Logical Units. Usually shortened to “units.” These are block devices presented to the operating system. A logical unit can be a one-tier, two-tier, or three-tier arrangement. Spare and Single logical units are examples of one-tier units. RAID 1 and RAID 5 are examples of two-tier units and as such will have sub-units. RAID 10 and RAID 50 are examples of three-tier units and as such will have sub-sub-units.
Port. 3ware controller models up to the 9650SE series have one or many ports (typically 4, 8, 12, 16, or 24). Each port can be attached to a single disk drive. On a controller such as the 9650SE with a multilane serial port connector, one connector supports four ports.
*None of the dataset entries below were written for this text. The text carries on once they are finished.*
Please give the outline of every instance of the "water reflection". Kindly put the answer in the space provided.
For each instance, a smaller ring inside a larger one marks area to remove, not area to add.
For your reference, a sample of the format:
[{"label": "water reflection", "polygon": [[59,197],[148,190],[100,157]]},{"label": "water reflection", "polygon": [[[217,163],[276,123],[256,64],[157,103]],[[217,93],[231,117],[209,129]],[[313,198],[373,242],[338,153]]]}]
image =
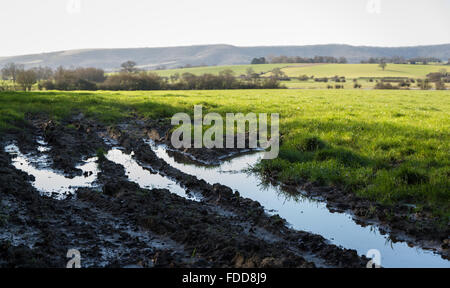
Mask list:
[{"label": "water reflection", "polygon": [[113,148],[108,152],[106,158],[109,161],[122,165],[125,168],[125,174],[128,176],[128,179],[139,184],[141,188],[169,189],[170,192],[175,193],[178,196],[195,201],[201,200],[200,197],[187,193],[186,190],[175,181],[151,171],[151,167],[146,167],[147,169],[142,167],[133,158],[133,153],[126,154],[118,148]]},{"label": "water reflection", "polygon": [[[39,143],[38,151],[49,151],[46,143]],[[50,168],[51,160],[47,154],[24,155],[20,152],[16,144],[9,144],[5,147],[5,152],[13,156],[12,165],[29,175],[34,176],[32,185],[41,192],[42,195],[52,196],[57,199],[64,199],[69,194],[73,194],[81,187],[92,187],[97,180],[97,158],[89,158],[82,164],[76,166],[83,172],[82,176],[68,178],[62,172]]]}]

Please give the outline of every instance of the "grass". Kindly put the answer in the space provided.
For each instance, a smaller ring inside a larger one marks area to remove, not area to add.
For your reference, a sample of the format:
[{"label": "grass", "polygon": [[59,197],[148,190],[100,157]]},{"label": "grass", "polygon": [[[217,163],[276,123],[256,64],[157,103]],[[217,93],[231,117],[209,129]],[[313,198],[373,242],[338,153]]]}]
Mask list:
[{"label": "grass", "polygon": [[[285,67],[282,71],[289,77],[308,75],[315,77],[333,77],[335,75],[346,78],[360,77],[409,77],[425,78],[428,73],[438,72],[440,69],[450,70],[444,65],[411,65],[411,64],[388,64],[383,71],[378,64],[317,64],[310,66],[295,65]],[[267,73],[263,76],[269,76]]]},{"label": "grass", "polygon": [[[450,211],[450,91],[228,90],[3,92],[0,129],[25,113],[61,119],[75,111],[109,124],[204,112],[280,113],[279,157],[257,170],[289,182],[337,185],[385,204]],[[17,128],[18,129],[18,128]],[[445,222],[447,223],[447,222]]]}]

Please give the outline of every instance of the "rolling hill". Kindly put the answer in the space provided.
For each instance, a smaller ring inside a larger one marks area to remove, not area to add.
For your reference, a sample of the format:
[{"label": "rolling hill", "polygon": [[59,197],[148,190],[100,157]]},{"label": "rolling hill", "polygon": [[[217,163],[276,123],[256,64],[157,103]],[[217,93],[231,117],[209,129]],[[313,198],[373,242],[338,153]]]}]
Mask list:
[{"label": "rolling hill", "polygon": [[359,63],[369,57],[436,57],[447,61],[450,58],[450,44],[414,47],[368,47],[350,45],[308,45],[308,46],[257,46],[237,47],[232,45],[197,45],[162,48],[125,49],[82,49],[42,54],[0,57],[0,66],[8,62],[24,64],[26,67],[58,66],[97,67],[114,71],[120,64],[133,60],[143,69],[167,69],[184,65],[239,65],[248,64],[254,57],[261,56],[334,56],[346,57],[350,63]]}]

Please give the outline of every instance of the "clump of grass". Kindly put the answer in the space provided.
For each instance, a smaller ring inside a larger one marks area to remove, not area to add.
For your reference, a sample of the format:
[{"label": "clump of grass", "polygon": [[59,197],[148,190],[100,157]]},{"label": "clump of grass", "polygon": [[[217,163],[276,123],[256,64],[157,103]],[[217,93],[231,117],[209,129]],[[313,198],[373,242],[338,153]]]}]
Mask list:
[{"label": "clump of grass", "polygon": [[359,167],[367,164],[367,160],[363,157],[355,154],[352,151],[334,148],[318,151],[315,155],[317,161],[327,161],[330,159],[335,159],[339,163],[347,167]]},{"label": "clump of grass", "polygon": [[318,137],[308,137],[302,139],[302,141],[297,144],[297,150],[302,152],[312,152],[323,149],[325,146],[325,142]]},{"label": "clump of grass", "polygon": [[396,173],[396,177],[401,183],[408,185],[424,184],[429,181],[427,175],[409,167],[400,168]]},{"label": "clump of grass", "polygon": [[377,148],[381,149],[383,151],[388,151],[391,150],[392,148],[395,148],[397,146],[396,143],[391,143],[391,142],[381,142],[377,144]]}]

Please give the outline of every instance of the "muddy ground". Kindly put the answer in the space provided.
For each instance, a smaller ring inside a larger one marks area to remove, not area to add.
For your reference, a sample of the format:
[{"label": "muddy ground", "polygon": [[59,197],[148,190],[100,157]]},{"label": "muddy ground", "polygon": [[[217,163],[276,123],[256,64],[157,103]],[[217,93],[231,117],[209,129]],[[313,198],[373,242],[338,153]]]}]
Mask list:
[{"label": "muddy ground", "polygon": [[16,141],[22,153],[39,153],[36,137],[41,136],[52,148],[52,168],[73,177],[81,173],[75,167],[82,158],[111,148],[104,137],[114,138],[144,167],[203,200],[142,189],[121,165],[103,157],[98,187],[56,200],[41,196],[1,149],[0,267],[65,267],[69,249],[80,251],[83,267],[365,267],[368,262],[321,236],[289,229],[258,202],[156,157],[143,137],[163,141],[166,122],[103,127],[82,114],[59,123],[45,115],[28,118],[28,127],[2,136],[2,148]]}]

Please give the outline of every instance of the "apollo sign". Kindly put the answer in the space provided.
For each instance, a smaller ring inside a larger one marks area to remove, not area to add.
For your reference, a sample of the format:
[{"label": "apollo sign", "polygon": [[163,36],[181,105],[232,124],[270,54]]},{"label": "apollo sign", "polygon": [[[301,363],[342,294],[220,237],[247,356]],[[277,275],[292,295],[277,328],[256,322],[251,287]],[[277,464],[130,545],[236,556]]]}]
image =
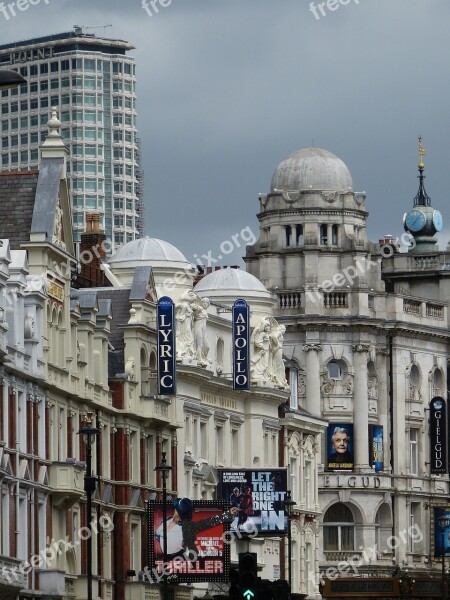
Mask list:
[{"label": "apollo sign", "polygon": [[158,301],[158,394],[173,396],[176,394],[175,362],[175,310],[168,296]]},{"label": "apollo sign", "polygon": [[430,402],[430,467],[432,475],[447,473],[447,411],[444,398]]},{"label": "apollo sign", "polygon": [[233,304],[233,389],[250,389],[250,310],[245,300]]}]

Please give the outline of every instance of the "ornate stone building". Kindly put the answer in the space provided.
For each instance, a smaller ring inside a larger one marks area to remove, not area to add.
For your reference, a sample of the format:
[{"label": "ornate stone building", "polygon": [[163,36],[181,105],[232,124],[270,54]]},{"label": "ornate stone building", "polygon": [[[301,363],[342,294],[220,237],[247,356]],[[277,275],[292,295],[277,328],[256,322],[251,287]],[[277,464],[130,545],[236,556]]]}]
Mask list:
[{"label": "ornate stone building", "polygon": [[[430,400],[446,397],[450,260],[433,237],[442,218],[425,192],[422,156],[421,146],[410,235],[399,214],[397,239],[370,242],[366,197],[346,165],[307,148],[275,170],[259,198],[260,238],[247,248],[248,272],[278,298],[298,383],[291,402],[330,423],[319,474],[324,596],[369,591],[358,577],[381,578],[373,591],[382,595],[410,585],[405,569],[417,589],[438,576],[433,507],[446,505],[449,482],[430,472],[428,420]],[[329,454],[342,430],[348,459],[339,465]],[[433,589],[439,596],[437,579]]]},{"label": "ornate stone building", "polygon": [[[0,597],[85,598],[85,535],[92,522],[94,598],[158,598],[159,586],[142,571],[146,502],[161,498],[154,469],[163,452],[172,466],[172,497],[216,498],[220,467],[289,465],[297,503],[293,583],[306,593],[306,573],[319,565],[324,422],[292,397],[289,402],[274,297],[234,269],[212,273],[194,288],[183,254],[156,239],[131,241],[106,264],[98,214],[88,215],[77,262],[59,127],[53,113],[39,171],[0,173]],[[173,298],[178,322],[173,397],[156,393],[162,295]],[[255,331],[255,385],[245,392],[233,391],[231,376],[237,298],[249,303]],[[302,379],[294,381],[301,396]],[[99,429],[91,515],[78,435],[88,413]],[[261,576],[287,572],[285,538],[238,542],[232,560],[247,548],[257,552]],[[175,594],[191,598],[193,588],[179,586]]]}]

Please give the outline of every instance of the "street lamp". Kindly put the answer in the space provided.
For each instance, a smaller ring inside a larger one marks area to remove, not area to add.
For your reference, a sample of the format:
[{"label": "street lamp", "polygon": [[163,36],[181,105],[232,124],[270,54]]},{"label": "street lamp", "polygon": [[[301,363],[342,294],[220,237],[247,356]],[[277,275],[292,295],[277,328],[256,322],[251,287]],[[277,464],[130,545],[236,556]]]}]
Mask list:
[{"label": "street lamp", "polygon": [[[289,587],[292,588],[292,533],[291,533],[291,515],[292,507],[295,506],[295,501],[291,498],[290,490],[286,492],[286,498],[284,500],[284,510],[287,514],[287,534],[288,534],[288,582]],[[292,589],[290,590],[292,593]]]},{"label": "street lamp", "polygon": [[400,592],[402,598],[411,598],[412,586],[414,584],[414,579],[408,573],[408,569],[404,569],[403,571],[399,569],[399,584],[400,584]]},{"label": "street lamp", "polygon": [[9,88],[19,87],[27,80],[17,71],[12,69],[0,69],[0,90],[8,90]]},{"label": "street lamp", "polygon": [[86,414],[85,425],[81,427],[78,435],[83,436],[84,443],[86,445],[86,474],[84,476],[84,491],[86,492],[86,516],[87,516],[87,528],[88,538],[87,544],[87,600],[92,600],[92,494],[95,492],[97,483],[97,477],[92,475],[92,444],[97,433],[100,430],[92,425],[93,414],[88,412]]},{"label": "street lamp", "polygon": [[166,453],[161,453],[161,463],[155,467],[155,471],[161,473],[162,479],[162,489],[163,489],[163,600],[167,600],[167,575],[166,575],[166,565],[167,565],[167,478],[169,477],[169,473],[172,470],[172,467],[167,464]]},{"label": "street lamp", "polygon": [[437,520],[439,527],[441,528],[441,540],[442,540],[442,582],[441,592],[442,600],[445,600],[445,530],[450,525],[450,517],[442,515]]}]

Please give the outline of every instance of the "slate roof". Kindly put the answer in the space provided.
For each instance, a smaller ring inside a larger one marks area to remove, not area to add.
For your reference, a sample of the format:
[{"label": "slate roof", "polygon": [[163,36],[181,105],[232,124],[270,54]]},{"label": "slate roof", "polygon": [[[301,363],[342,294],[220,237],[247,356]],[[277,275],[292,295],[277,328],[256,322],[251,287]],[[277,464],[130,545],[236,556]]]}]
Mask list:
[{"label": "slate roof", "polygon": [[11,250],[30,241],[39,171],[0,172],[0,238]]},{"label": "slate roof", "polygon": [[114,350],[108,352],[108,375],[115,377],[118,373],[125,371],[125,344],[123,341],[123,329],[120,325],[126,325],[130,319],[130,288],[94,288],[99,300],[111,300],[112,315],[111,334],[109,342]]}]

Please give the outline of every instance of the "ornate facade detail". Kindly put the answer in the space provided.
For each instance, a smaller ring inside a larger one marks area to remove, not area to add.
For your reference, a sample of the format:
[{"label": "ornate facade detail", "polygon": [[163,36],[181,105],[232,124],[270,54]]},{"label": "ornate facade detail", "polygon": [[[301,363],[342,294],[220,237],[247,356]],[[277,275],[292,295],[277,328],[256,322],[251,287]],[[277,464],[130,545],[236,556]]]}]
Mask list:
[{"label": "ornate facade detail", "polygon": [[370,344],[353,344],[353,352],[367,352],[370,353],[372,346]]},{"label": "ornate facade detail", "polygon": [[52,243],[55,244],[56,246],[59,246],[63,250],[65,250],[66,244],[63,239],[62,217],[63,217],[63,211],[62,211],[62,208],[61,208],[61,205],[59,202],[59,197],[58,197],[58,202],[56,204],[56,209],[55,209],[55,224],[54,224],[54,228],[53,228]]},{"label": "ornate facade detail", "polygon": [[305,344],[303,346],[303,352],[311,352],[315,350],[316,352],[322,351],[322,344]]},{"label": "ornate facade detail", "polygon": [[283,360],[283,339],[286,327],[272,317],[263,317],[251,336],[251,379],[252,383],[288,390],[286,367]]}]

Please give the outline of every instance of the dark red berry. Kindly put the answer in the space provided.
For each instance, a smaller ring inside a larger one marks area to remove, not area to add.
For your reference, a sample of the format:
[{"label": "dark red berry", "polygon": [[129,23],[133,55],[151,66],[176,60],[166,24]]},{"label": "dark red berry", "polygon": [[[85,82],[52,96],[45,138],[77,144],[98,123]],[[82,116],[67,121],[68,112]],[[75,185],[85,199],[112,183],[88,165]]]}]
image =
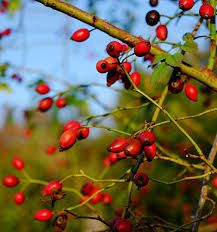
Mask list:
[{"label": "dark red berry", "polygon": [[80,129],[80,127],[81,127],[81,124],[78,121],[71,120],[64,125],[63,131],[66,131],[68,129],[73,129],[76,131]]},{"label": "dark red berry", "polygon": [[43,195],[52,195],[54,192],[59,191],[62,189],[62,183],[60,183],[58,180],[52,180],[43,188]]},{"label": "dark red berry", "polygon": [[152,6],[152,7],[155,7],[158,5],[158,0],[149,0],[149,4]]},{"label": "dark red berry", "polygon": [[58,108],[63,108],[63,107],[65,107],[65,106],[66,106],[66,99],[63,98],[63,97],[57,98],[57,100],[56,100],[56,106],[57,106]]},{"label": "dark red berry", "polygon": [[110,87],[113,85],[117,80],[120,79],[120,74],[116,71],[109,71],[106,76],[107,86]]},{"label": "dark red berry", "polygon": [[128,219],[117,220],[115,225],[116,232],[132,232],[133,225]]},{"label": "dark red berry", "polygon": [[109,205],[112,203],[112,195],[109,193],[102,193],[102,199],[101,199],[103,205]]},{"label": "dark red berry", "polygon": [[72,147],[77,139],[77,133],[74,129],[68,129],[64,131],[59,139],[59,144],[60,144],[60,151],[69,149]]},{"label": "dark red berry", "polygon": [[21,205],[25,201],[25,195],[23,192],[18,192],[14,195],[14,203]]},{"label": "dark red berry", "polygon": [[81,193],[84,195],[84,196],[88,196],[90,195],[94,190],[94,185],[92,182],[85,182],[81,188]]},{"label": "dark red berry", "polygon": [[117,162],[118,154],[119,153],[112,153],[112,152],[109,154],[109,161],[111,164],[115,164]]},{"label": "dark red berry", "polygon": [[115,153],[117,155],[117,158],[118,159],[126,159],[126,154],[124,151],[121,151],[121,152],[118,152],[118,153]]},{"label": "dark red berry", "polygon": [[49,147],[47,147],[47,149],[46,149],[46,153],[47,153],[48,155],[52,155],[52,154],[54,154],[54,153],[56,152],[56,150],[57,150],[57,147],[56,147],[56,146],[49,146]]},{"label": "dark red berry", "polygon": [[217,188],[217,176],[215,176],[213,179],[212,179],[212,184],[215,188]]},{"label": "dark red berry", "polygon": [[146,14],[145,20],[149,26],[155,26],[160,20],[160,14],[156,10],[151,10]]},{"label": "dark red berry", "polygon": [[122,44],[122,52],[125,53],[129,49],[128,45]]},{"label": "dark red berry", "polygon": [[15,169],[22,170],[24,169],[25,163],[22,158],[15,156],[12,159],[12,165]]},{"label": "dark red berry", "polygon": [[155,136],[150,131],[144,131],[139,135],[139,140],[143,146],[150,146],[155,142]]},{"label": "dark red berry", "polygon": [[165,40],[167,38],[167,34],[168,31],[166,25],[161,24],[156,28],[156,36],[159,40]]},{"label": "dark red berry", "polygon": [[117,58],[108,56],[104,60],[109,64],[109,71],[116,69],[116,66],[118,64]]},{"label": "dark red berry", "polygon": [[193,84],[185,85],[185,95],[191,101],[197,101],[198,90]]},{"label": "dark red berry", "polygon": [[103,166],[105,168],[109,167],[111,165],[111,161],[109,159],[109,157],[105,157],[105,159],[103,160]]},{"label": "dark red berry", "polygon": [[6,187],[15,187],[20,183],[19,179],[12,175],[5,176],[2,182]]},{"label": "dark red berry", "polygon": [[106,51],[110,56],[118,58],[122,53],[122,44],[117,41],[112,41],[107,45]]},{"label": "dark red berry", "polygon": [[41,112],[46,112],[51,108],[53,104],[53,99],[51,97],[43,98],[38,105],[38,110]]},{"label": "dark red berry", "polygon": [[77,130],[77,138],[78,139],[86,139],[90,133],[90,128],[88,127],[81,127]]},{"label": "dark red berry", "polygon": [[151,63],[154,62],[154,56],[152,56],[150,53],[146,54],[144,56],[144,61],[150,61]]},{"label": "dark red berry", "polygon": [[142,144],[138,139],[130,139],[124,149],[127,156],[137,156],[142,152]]},{"label": "dark red berry", "polygon": [[140,73],[138,72],[133,72],[130,74],[130,78],[132,82],[134,83],[135,86],[138,86],[141,80]]},{"label": "dark red berry", "polygon": [[3,31],[0,32],[0,37],[8,36],[8,35],[10,35],[10,33],[11,33],[11,29],[6,28],[6,29],[4,29]]},{"label": "dark red berry", "polygon": [[152,161],[157,153],[156,144],[153,143],[151,146],[144,146],[144,152],[147,161]]},{"label": "dark red berry", "polygon": [[67,226],[68,217],[66,214],[60,214],[56,216],[53,222],[54,232],[63,232]]},{"label": "dark red berry", "polygon": [[105,60],[99,60],[96,63],[96,70],[100,73],[106,73],[109,71],[109,63]]},{"label": "dark red berry", "polygon": [[83,42],[87,40],[89,37],[90,37],[89,30],[86,28],[81,28],[72,34],[71,40],[74,40],[76,42]]},{"label": "dark red berry", "polygon": [[200,7],[200,16],[204,19],[211,19],[214,15],[214,8],[209,3],[205,3]]},{"label": "dark red berry", "polygon": [[169,82],[168,89],[171,93],[177,94],[183,90],[184,81],[181,78]]},{"label": "dark red berry", "polygon": [[146,186],[148,184],[149,178],[148,178],[148,176],[145,173],[138,172],[134,176],[133,180],[134,180],[134,183],[138,187],[142,188],[142,187],[144,187],[144,186]]},{"label": "dark red berry", "polygon": [[39,94],[47,94],[50,91],[49,86],[46,83],[41,83],[38,84],[36,87],[36,92],[38,92]]},{"label": "dark red berry", "polygon": [[[99,190],[100,190],[100,187],[94,186],[94,189],[92,190],[92,192],[90,194],[93,195]],[[91,198],[90,202],[93,204],[97,204],[101,201],[101,199],[102,199],[102,193],[99,192],[93,198]]]},{"label": "dark red berry", "polygon": [[118,138],[115,139],[109,146],[108,151],[113,153],[121,152],[125,149],[127,145],[127,139],[126,138]]},{"label": "dark red berry", "polygon": [[151,44],[147,40],[138,42],[134,47],[134,53],[136,56],[139,57],[146,55],[147,53],[150,52],[150,50],[151,50]]},{"label": "dark red berry", "polygon": [[35,215],[34,219],[38,221],[49,221],[53,216],[53,212],[49,209],[40,209],[38,210]]},{"label": "dark red berry", "polygon": [[194,6],[194,0],[179,0],[179,8],[183,11],[190,10]]}]

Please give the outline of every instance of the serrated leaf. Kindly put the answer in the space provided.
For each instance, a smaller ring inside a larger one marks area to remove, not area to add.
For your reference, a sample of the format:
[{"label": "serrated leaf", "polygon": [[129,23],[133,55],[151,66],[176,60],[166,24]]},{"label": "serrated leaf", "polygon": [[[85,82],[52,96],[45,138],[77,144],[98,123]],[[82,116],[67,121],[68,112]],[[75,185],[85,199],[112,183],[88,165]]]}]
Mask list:
[{"label": "serrated leaf", "polygon": [[8,5],[8,11],[10,15],[13,15],[16,11],[21,8],[20,0],[11,0]]},{"label": "serrated leaf", "polygon": [[44,81],[43,79],[39,79],[39,80],[35,81],[34,83],[29,84],[28,87],[29,87],[29,88],[33,88],[33,87],[36,87],[38,84],[42,84],[42,83],[44,83],[44,82],[45,82],[45,81]]},{"label": "serrated leaf", "polygon": [[184,58],[184,56],[180,53],[175,53],[173,55],[168,54],[168,56],[166,58],[166,63],[172,67],[179,67],[183,58]]},{"label": "serrated leaf", "polygon": [[168,55],[169,55],[168,53],[162,53],[160,55],[156,55],[154,57],[154,62],[152,63],[152,65],[155,65],[155,64],[159,63],[160,61],[165,60]]},{"label": "serrated leaf", "polygon": [[151,82],[153,84],[161,83],[166,85],[169,81],[169,77],[171,72],[173,71],[173,68],[170,67],[165,62],[159,64],[153,71],[151,75]]},{"label": "serrated leaf", "polygon": [[181,49],[185,52],[196,52],[198,46],[197,43],[194,41],[187,41],[181,46]]},{"label": "serrated leaf", "polygon": [[186,33],[186,34],[184,34],[184,36],[183,36],[183,40],[184,41],[193,41],[194,40],[194,37],[193,37],[193,35],[191,34],[191,33]]},{"label": "serrated leaf", "polygon": [[0,65],[0,77],[4,77],[6,75],[7,68],[8,68],[8,64]]},{"label": "serrated leaf", "polygon": [[0,91],[11,93],[11,88],[6,83],[0,83]]}]

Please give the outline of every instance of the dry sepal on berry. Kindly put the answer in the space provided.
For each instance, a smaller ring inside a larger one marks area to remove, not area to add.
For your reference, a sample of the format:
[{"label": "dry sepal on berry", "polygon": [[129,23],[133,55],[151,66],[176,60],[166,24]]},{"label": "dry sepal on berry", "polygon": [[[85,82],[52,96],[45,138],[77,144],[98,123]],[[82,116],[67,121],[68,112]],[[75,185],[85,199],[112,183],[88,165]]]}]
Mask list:
[{"label": "dry sepal on berry", "polygon": [[139,139],[129,139],[125,146],[124,152],[127,156],[135,157],[142,152],[142,143]]},{"label": "dry sepal on berry", "polygon": [[149,4],[152,6],[152,7],[155,7],[158,5],[158,0],[149,0]]},{"label": "dry sepal on berry", "polygon": [[139,187],[142,188],[146,186],[149,182],[148,176],[143,172],[138,172],[133,177],[134,183]]},{"label": "dry sepal on berry", "polygon": [[58,180],[52,180],[47,185],[44,186],[42,193],[43,195],[50,196],[54,192],[62,190],[62,183]]},{"label": "dry sepal on berry", "polygon": [[144,146],[144,152],[147,161],[151,162],[157,154],[156,144],[153,143],[150,146]]},{"label": "dry sepal on berry", "polygon": [[9,187],[9,188],[15,187],[20,183],[19,179],[13,175],[5,176],[2,182],[6,187]]},{"label": "dry sepal on berry", "polygon": [[183,11],[190,10],[194,6],[194,0],[179,0],[179,8]]},{"label": "dry sepal on berry", "polygon": [[166,40],[168,34],[167,26],[166,25],[159,25],[156,28],[156,36],[159,40]]},{"label": "dry sepal on berry", "polygon": [[143,146],[150,146],[155,143],[155,136],[151,131],[144,131],[138,136]]},{"label": "dry sepal on berry", "polygon": [[138,42],[134,47],[134,53],[138,57],[145,56],[151,50],[151,44],[148,40]]},{"label": "dry sepal on berry", "polygon": [[25,167],[25,163],[24,163],[23,159],[18,157],[18,156],[14,156],[12,158],[12,165],[17,170],[22,170]]},{"label": "dry sepal on berry", "polygon": [[119,153],[124,151],[125,147],[127,145],[127,139],[126,138],[118,138],[115,139],[110,146],[108,147],[108,151],[113,153]]},{"label": "dry sepal on berry", "polygon": [[22,205],[23,202],[25,201],[25,195],[23,192],[17,192],[15,195],[14,195],[14,203],[16,205]]},{"label": "dry sepal on berry", "polygon": [[185,85],[185,95],[191,101],[197,101],[198,90],[193,84]]},{"label": "dry sepal on berry", "polygon": [[149,26],[155,26],[160,20],[160,14],[157,10],[151,10],[146,14],[145,20]]},{"label": "dry sepal on berry", "polygon": [[50,92],[50,88],[46,83],[40,83],[35,88],[36,92],[39,94],[47,94]]},{"label": "dry sepal on berry", "polygon": [[72,34],[71,40],[74,40],[76,42],[83,42],[87,40],[89,37],[90,31],[86,28],[81,28]]},{"label": "dry sepal on berry", "polygon": [[200,16],[204,19],[211,19],[214,12],[214,8],[209,3],[204,3],[199,10]]},{"label": "dry sepal on berry", "polygon": [[106,51],[111,57],[118,58],[123,52],[123,47],[118,41],[111,41],[106,46]]},{"label": "dry sepal on berry", "polygon": [[56,106],[58,108],[64,108],[66,106],[67,102],[66,99],[63,97],[58,97],[56,100]]},{"label": "dry sepal on berry", "polygon": [[42,100],[39,101],[38,110],[40,112],[46,112],[51,108],[52,105],[53,105],[53,99],[51,97],[43,98]]},{"label": "dry sepal on berry", "polygon": [[53,216],[53,212],[49,209],[40,209],[38,210],[35,215],[34,215],[34,219],[37,220],[37,221],[49,221],[51,220]]}]

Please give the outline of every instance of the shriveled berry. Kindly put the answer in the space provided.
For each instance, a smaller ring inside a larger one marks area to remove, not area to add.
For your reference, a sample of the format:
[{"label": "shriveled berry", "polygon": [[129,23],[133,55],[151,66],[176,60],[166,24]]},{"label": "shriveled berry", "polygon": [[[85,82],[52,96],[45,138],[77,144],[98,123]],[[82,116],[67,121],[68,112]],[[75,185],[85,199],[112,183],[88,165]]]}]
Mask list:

On 9690SA series controllers, connections are made with phys and vports (virtual port).
Phy. Phys are transceivers that transmit and receive the serial data stream that flows between the controller and the drives. 3ware 9690SA controllers have 8 phys. These “controller phys” are associated with virtual ports (vports) by 3ware software to establish up to 128 potential connections with SAS or SATA hard drives. Each controller phy can be connected directly to a single drive, or can be connected through an expander to additional drives.
VPort. Connections from 3ware 9690SA controllers to SAS or SATA drives are referred to as
virtual ports, or VPorts. A VPort indicates the ID of a drive, whether it is directly connected to the controller, or cascaded through one or more expanders. The VPort, in essence, is a handle in the software to uniquely identify a drive. The VPort ID or port ID allows a drive to be consistently identified, used in a RAID unit, and managed. For dual-ported drives, although there are two connections to a drive the drive is still identified with one VPort handle.